Namun Lorna kehilangan hasrat menemui lantaran tidak ingin timbul percecokkan bila datang menghampiri. Wajah Dewa pun nampak terkesima saat Lorna kemudian berpaling dan berlalu dari pandangannya.
Lorna tak menyadari kalau Dewa datang mengejarnya.
“Kamu mencariku?” tanya Dewa setelah berhasil mengejarnya.
Wajah Lorna nampak sayu. Dewa mengartikan gadis itu nampak tak senang bila dirinya berbicara dengan gadis yang menjadi kakak kelas, yang dulu selalu bersikap jahat saat masa orientasi.
“Ya, tapi Lorna tak mau mengganggu.’
“Kalau begitu kita ke perpustakaan. Lebih bebas bicara di sana.”
“Lorna habis dari sana.”
“Apa salahnya kalau kembali ke sana.”
“Waktu istirahat mau habis, tak cukup waktu.”
“Lorna mau membicarakan apa?”
Lorna memandang serius lalu bertanya.
“Dewa sengaja menghindari Lorna?”
Dewa terperanjat.
“Ah, tak itu benar, Na!”
“Berapa lama kita tak bertemu?”
Dewa tak mnjawab.
“Dewa tahu sudah beberapa kali Lorna ke rumah?”
Dewa mengangguk.
“Ibu sudah memberitahuku.”
“Itu saja?”
Dewa diam.
“Maksudmu?”
“Dewa pikir Lorna datang ke rumah hanya bermaksud menemui Ibu? Tidakkah Ibu memberitahu kalau Lorna menanyakanmu?”
“Ya, Ibu mengatakan itu.”
“Itu artinya Lorna mencarimu, Dewa.”
Dewa menarih nafas.
“Sori, aku lagi repot.”
“Lorna tahu, Dewa. Lebih dari seminggu tak melihatmu membuat hati Lorna cemas.” kata Lorna.
“Maafkanlah kalau aku telah mengabaikanmu.”
Lorna mengangguk.
“Ya, Lorna merasakan itu. Seharusnya Dewa tahu betapa sulit menemuimu. Sebaiknya Lorna kembali ke kelas sekarang. Coba Dewa Lihat, banyak yang sedang melihat ke arah kita.”

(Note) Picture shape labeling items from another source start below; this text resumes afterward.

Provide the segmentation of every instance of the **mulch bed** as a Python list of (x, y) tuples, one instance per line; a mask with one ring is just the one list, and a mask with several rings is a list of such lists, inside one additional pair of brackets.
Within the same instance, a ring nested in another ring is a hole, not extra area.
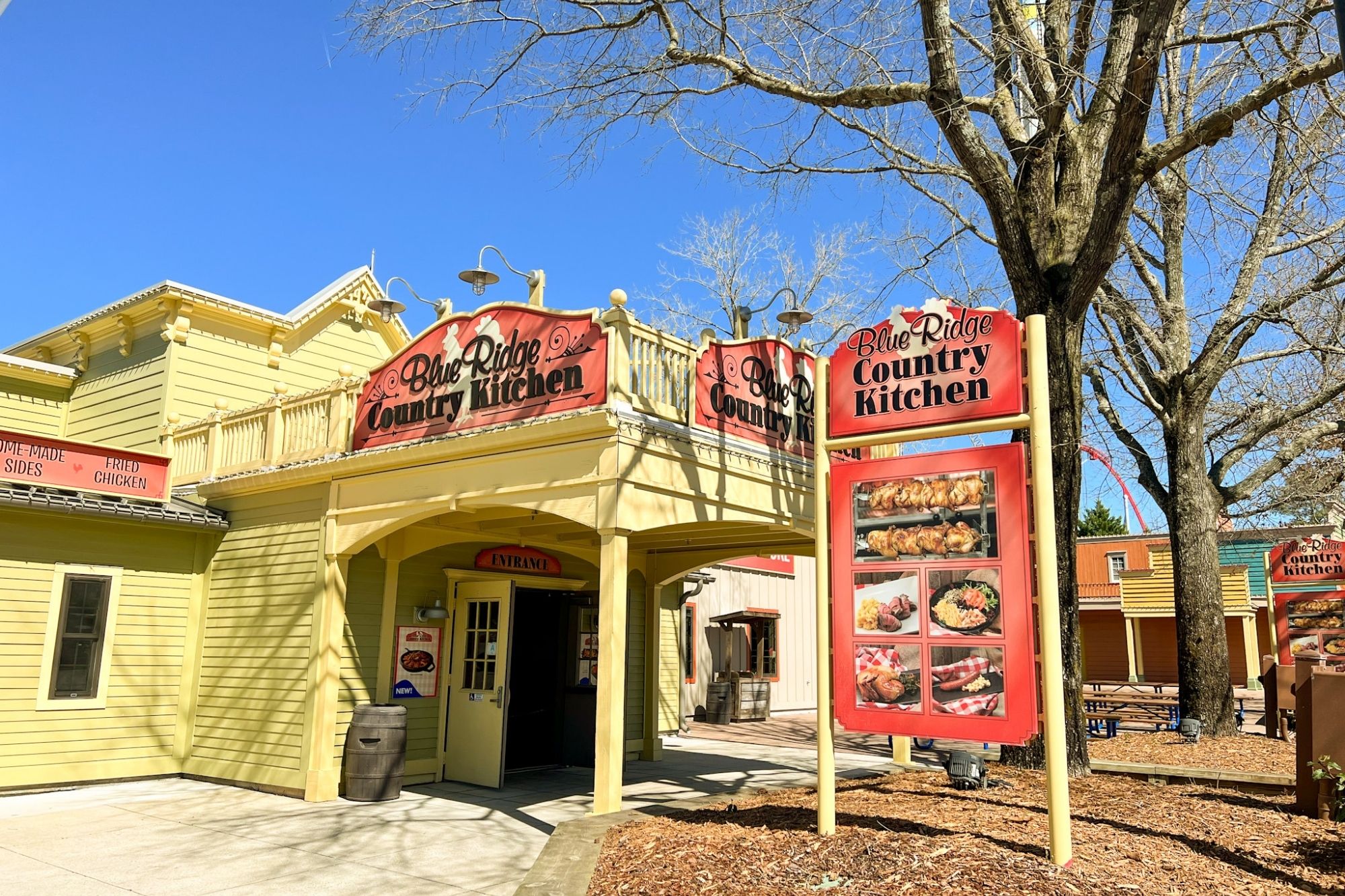
[[(1314, 893), (1345, 896), (1345, 837), (1290, 815), (1289, 796), (1108, 775), (1071, 782), (1075, 860), (1046, 860), (1045, 778), (991, 766), (1007, 787), (955, 791), (943, 772), (788, 790), (608, 831), (589, 893)], [(841, 879), (819, 889), (823, 876)]]
[(1262, 774), (1294, 774), (1294, 741), (1259, 735), (1201, 737), (1184, 744), (1177, 732), (1127, 733), (1088, 741), (1089, 759), (1185, 768), (1221, 768)]

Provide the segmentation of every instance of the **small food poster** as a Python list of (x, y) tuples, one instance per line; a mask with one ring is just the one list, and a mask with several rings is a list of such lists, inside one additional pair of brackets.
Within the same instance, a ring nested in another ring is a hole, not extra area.
[(437, 626), (398, 626), (393, 651), (393, 697), (438, 697), (440, 643)]
[(849, 731), (1037, 731), (1021, 445), (833, 470), (835, 712)]
[(1275, 592), (1279, 662), (1345, 657), (1345, 591)]

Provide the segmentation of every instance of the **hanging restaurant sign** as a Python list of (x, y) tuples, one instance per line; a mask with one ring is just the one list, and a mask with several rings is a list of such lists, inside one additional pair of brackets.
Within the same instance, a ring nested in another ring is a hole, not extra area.
[(779, 339), (712, 342), (695, 359), (695, 422), (811, 457), (812, 378), (812, 357)]
[(847, 731), (1037, 733), (1024, 448), (831, 468), (835, 716)]
[(861, 327), (831, 355), (830, 435), (1022, 413), (1022, 324), (931, 299)]
[(607, 402), (592, 313), (495, 305), (441, 320), (370, 373), (355, 451)]
[(1309, 535), (1270, 549), (1272, 583), (1345, 581), (1345, 542)]
[(530, 576), (560, 576), (561, 561), (550, 554), (543, 554), (535, 548), (521, 545), (500, 545), (487, 548), (476, 554), (477, 569), (503, 569), (504, 572), (526, 573)]
[(0, 429), (0, 482), (168, 500), (168, 463), (161, 455)]

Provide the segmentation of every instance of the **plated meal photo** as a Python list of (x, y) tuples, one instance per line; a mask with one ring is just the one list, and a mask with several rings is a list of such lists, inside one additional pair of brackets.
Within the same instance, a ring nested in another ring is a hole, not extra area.
[(998, 584), (995, 569), (931, 572), (929, 634), (1001, 634)]
[(915, 572), (861, 573), (855, 576), (855, 634), (920, 634), (919, 593), (920, 577)]
[(920, 710), (920, 647), (855, 644), (855, 704), (868, 709)]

“Itulah kenapa tadi aku bilang kita bicara di perpustakaan. Begini saja. Kutunggu sepulang sekolah...”
“Di mana?”
“Di pintu gerbang?”
“Di depan?” tanya Lorna heran. Karena hal itu akan mengundang perhatian yang seharusnya mereka hindari.

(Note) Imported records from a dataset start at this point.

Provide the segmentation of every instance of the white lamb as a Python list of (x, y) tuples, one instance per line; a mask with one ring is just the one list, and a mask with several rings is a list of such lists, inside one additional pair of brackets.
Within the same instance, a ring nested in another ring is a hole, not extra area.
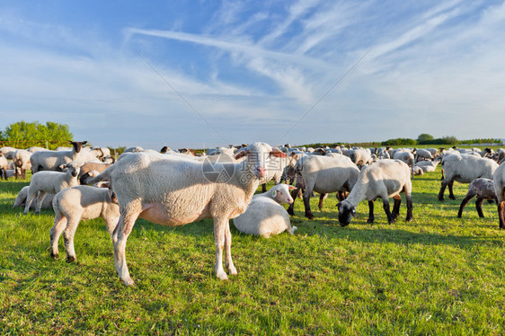
[[(358, 181), (346, 199), (337, 204), (339, 222), (341, 226), (348, 225), (356, 215), (356, 207), (363, 199), (368, 200), (368, 221), (373, 223), (374, 200), (382, 199), (387, 221), (393, 223), (400, 213), (401, 192), (405, 193), (407, 201), (406, 221), (412, 220), (412, 184), (409, 166), (400, 160), (385, 159), (371, 164), (359, 172)], [(389, 209), (389, 199), (394, 199), (393, 213)]]
[(293, 234), (297, 226), (291, 226), (289, 215), (281, 206), (282, 203), (293, 203), (289, 195), (290, 189), (295, 188), (287, 184), (278, 184), (267, 192), (254, 195), (247, 210), (234, 219), (236, 229), (244, 234), (261, 235), (264, 238), (270, 238), (285, 230)]
[(66, 259), (77, 260), (74, 250), (74, 236), (81, 220), (102, 217), (111, 237), (120, 220), (120, 206), (110, 183), (101, 182), (101, 188), (79, 185), (59, 191), (53, 199), (54, 226), (50, 230), (51, 257), (58, 254), (58, 241), (61, 233), (65, 241)]
[(66, 188), (78, 185), (79, 180), (77, 175), (79, 174), (81, 165), (83, 165), (82, 163), (73, 161), (59, 167), (64, 172), (39, 172), (34, 173), (30, 181), (24, 215), (28, 213), (28, 209), (33, 199), (37, 197), (37, 194), (39, 194), (39, 197), (35, 205), (35, 213), (39, 214), (42, 200), (47, 193), (57, 194)]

“Kutunggu di Senaputra. Lebih baik kita bertemu di sana. Kamu ke sana pakai becaknya pak Sumadi. Nanti aku yang bilang kepadanya.”
“Senaputra?” Lorna heran. Tempat itu jauhnya sekitar satu kilometer. Kenapa harus naik becak sedangkan Lorna bisa ke tempat itu dengan mobilnya. Tapi dia tak ingin membantah.
“Keberatan? Atau ada ide?” tanya Dewa memastikan.
Lorna menggeleng.
“Atau, kita berangkat ke sana bareng?”
Lorna menggeleng lebih tegas.
“Di sana leluasa bicara.” Dewa berusaha meyakinkan.
Lorna mengangguk percaya pada maksud Dewa. Setelah itu Dewa lekas berlalu. Lorna melihat Ratih memperhatikan dari kejauhan. Tapi Lorna tak peduli. Sakit hatinya sedikit terobati karena berbicara seperti itu dengan Dewa tentu akan membuatnya berang.